Toni 03/03/2022
Leituras de 2022 | Cortesia da editora
Nove partes de um coração [2018]
Janice Pariat (Índia, 1953-)
Moinhos, 2021, 164 p.
Trad. Camila Araújo
Se é verdade, como dizia Bakhtin, que “nossa individualidade não teria existência se o outro não a criasse” (cit. “O autor e o herói”), o romance “Nove partes de um coração”, da indiana Janice Pariat, é a mais pura expressão desse pensamento ético-estético. Nele, uma mesma mulher – sem nome e sem toponímicos capazes de circunscrevê-la a geografias determinantes (ainda que certas cidades possam, às vezes, ser identificadas) – é narrada pela perspectiva de nove pessoas que cruzam seu caminho em alguma fase da vida ou lugar do mundo. Um mosaico que, longe da pretensão de totalidade, nos faz refletir sobre os encontros que nos definem ao interpelarmos outras pessoas e sermos por elas interpelados.

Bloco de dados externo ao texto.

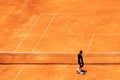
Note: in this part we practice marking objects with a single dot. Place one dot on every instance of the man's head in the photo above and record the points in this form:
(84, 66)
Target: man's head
(81, 51)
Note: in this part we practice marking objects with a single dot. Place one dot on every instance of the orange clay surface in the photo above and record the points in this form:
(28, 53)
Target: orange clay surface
(56, 30)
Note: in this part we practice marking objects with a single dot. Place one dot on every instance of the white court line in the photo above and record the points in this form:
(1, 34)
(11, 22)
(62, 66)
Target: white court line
(44, 33)
(27, 33)
(21, 69)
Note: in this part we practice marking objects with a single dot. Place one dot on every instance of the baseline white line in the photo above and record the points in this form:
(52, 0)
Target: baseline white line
(44, 33)
(27, 33)
(21, 69)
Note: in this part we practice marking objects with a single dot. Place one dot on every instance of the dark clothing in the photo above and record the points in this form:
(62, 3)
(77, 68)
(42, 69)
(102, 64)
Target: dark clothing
(80, 60)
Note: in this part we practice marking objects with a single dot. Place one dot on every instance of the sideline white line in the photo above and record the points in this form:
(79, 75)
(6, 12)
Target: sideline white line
(21, 69)
(44, 33)
(27, 33)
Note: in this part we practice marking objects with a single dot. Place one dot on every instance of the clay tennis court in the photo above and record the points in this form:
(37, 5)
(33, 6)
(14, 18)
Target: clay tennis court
(40, 39)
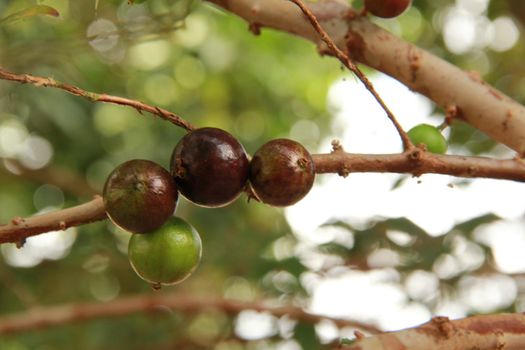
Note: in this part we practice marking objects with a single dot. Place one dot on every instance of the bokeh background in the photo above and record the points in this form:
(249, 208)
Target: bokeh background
(385, 249)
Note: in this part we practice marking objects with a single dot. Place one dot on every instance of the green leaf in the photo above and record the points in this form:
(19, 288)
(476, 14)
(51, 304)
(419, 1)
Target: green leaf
(36, 10)
(305, 335)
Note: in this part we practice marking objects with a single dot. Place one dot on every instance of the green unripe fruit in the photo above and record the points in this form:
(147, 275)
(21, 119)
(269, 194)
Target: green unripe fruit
(139, 196)
(429, 136)
(168, 255)
(281, 172)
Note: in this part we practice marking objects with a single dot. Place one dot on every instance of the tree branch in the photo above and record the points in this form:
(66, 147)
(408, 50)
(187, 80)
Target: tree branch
(471, 99)
(488, 332)
(415, 162)
(407, 143)
(19, 229)
(44, 317)
(94, 97)
(418, 162)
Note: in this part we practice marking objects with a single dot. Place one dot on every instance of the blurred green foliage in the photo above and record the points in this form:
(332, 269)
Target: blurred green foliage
(203, 64)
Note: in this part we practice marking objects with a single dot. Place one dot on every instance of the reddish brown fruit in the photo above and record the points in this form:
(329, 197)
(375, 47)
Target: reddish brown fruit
(386, 8)
(210, 167)
(281, 172)
(140, 196)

É curioso que após a leitura de “O avesso da pele” este tenha sido o 1º livro que peguei da estante—e bastou uma espiada para perceber a mesma escrita endereçada a um você (a mulher-centro-da-narrativa). Julguei (porque adoramos atribuir sentido ao acaso) que fosse razão suficiente para começar logo a leitura e recebi, em troca, capítulo atrás de capítulo de muita beleza. O primeiro, narrado por uma professora de ensino fundamental, me levou às lágrimas. Sem dúvida que Pariat não inventa a roda (não que isso seja minimamente relevante), mas o que há de novo aqui talvez seja sua habilidade de fazer uma personagem ser todo o romance, ainda que o romance não dê conta de traduzir em palavras toda a personagem.

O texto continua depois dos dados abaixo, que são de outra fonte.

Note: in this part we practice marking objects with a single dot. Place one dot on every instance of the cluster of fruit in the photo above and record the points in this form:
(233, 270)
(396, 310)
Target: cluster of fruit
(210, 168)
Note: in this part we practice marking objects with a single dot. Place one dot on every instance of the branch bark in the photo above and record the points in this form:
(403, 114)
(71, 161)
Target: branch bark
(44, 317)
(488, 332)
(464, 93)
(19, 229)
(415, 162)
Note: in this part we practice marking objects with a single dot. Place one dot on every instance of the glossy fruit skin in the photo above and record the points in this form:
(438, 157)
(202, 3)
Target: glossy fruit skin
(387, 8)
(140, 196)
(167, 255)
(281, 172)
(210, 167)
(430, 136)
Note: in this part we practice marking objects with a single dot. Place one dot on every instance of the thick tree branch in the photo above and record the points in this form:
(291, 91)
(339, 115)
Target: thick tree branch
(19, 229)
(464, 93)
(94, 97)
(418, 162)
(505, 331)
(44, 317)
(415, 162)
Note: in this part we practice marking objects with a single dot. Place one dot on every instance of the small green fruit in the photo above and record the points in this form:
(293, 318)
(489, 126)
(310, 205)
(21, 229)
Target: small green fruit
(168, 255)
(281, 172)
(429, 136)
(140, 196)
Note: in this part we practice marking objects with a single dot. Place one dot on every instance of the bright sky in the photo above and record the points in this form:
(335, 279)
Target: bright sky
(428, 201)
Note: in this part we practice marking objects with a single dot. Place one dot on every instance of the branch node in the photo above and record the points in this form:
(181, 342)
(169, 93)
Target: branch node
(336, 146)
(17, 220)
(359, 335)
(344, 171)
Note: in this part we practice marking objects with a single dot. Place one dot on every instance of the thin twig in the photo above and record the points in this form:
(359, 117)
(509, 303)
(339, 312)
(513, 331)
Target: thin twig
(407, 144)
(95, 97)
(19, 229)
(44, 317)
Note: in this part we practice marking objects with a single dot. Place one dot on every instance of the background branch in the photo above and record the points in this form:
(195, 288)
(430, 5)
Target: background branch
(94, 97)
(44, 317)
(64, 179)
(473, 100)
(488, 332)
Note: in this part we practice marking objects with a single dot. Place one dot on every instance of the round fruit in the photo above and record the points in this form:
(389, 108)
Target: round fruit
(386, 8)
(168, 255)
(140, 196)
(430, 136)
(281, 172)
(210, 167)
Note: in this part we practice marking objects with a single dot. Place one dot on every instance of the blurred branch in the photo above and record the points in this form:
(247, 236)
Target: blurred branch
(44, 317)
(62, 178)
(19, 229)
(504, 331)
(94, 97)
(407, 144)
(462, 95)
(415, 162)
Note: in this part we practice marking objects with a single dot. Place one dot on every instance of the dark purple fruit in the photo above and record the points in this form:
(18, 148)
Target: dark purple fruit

Convém, talvez, finalizar com outra filósofa que também refletiu sobre nossa dependência fundamental do outro, Judith Butler: “Quando pedimos para conhecer o outro, ou pedimos que o outro diga, final ou definitivamente, quem é, é importante não esperar nunca uma resposta satisfatória. Quando não buscamos a satisfação e deixamos que a pergunta permaneça aberta e perdure, deixamos o outro viver, pois a vida pode ser entendida exatamente como aquilo que excede qualquer relato que dela possamos dar.” “Nove partes…” é um belo exercício de olhar e recomendo com todos os pedaços que me restam.